The form of the diagnostic report makes it seem like the place to identify gaps in company performance and highlight areas to improve, but diagnostic reports can also help reveal opportunities for growth. Here are some things to include within the scope that will help manage this as well:
- Competitor Analysis: Don’t just map out where competitors are; look at markets they aren’t in as well or product lines that are slowly being phased out. These can represent business opportunities if the company can pick up that share.
- Strengths: If the report is aimed at finding gaps, departments that are operating well can be overlooked. Instead, look at these as internal strengths that can be leveraged to open up opportunities. For example, a strong customer service department may help further build the company’s brand, and a strong research and development team could be challenged for new innovative concepts.

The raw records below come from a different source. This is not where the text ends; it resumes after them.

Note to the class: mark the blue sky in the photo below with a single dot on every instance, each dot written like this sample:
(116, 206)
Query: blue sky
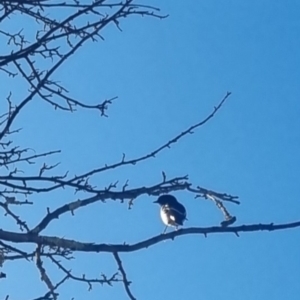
(169, 74)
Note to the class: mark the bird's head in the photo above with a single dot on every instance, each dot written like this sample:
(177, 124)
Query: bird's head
(165, 199)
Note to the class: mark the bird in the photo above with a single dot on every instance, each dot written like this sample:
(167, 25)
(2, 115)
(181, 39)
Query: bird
(172, 212)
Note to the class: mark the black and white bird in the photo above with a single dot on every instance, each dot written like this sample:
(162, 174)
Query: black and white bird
(172, 212)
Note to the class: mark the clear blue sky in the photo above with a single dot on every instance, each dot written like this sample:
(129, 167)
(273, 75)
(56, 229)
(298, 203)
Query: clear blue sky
(168, 75)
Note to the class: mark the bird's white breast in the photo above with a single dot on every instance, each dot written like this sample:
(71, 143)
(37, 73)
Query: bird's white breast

- Internal Surveys: If the scope and resources allow, diagnostic reports can be a good chance to screen employee satisfaction; it’s also an opportunity to screen teams for opportunities they may see. If suggested concepts can be supported by the internal data, it’s a great opportunity to capture.
Diagnostic reports can cover a lot of ground, but they are also key elements of maintaining business performance and direction. Because they can have a huge impact on objectives, it’s incredibly important to make sure the underlying data is sound and that the conclusions are supported by facts and records. With all of that in place, a diagnostic report can be an incredibly powerful tool to put in the hands of decision-makers.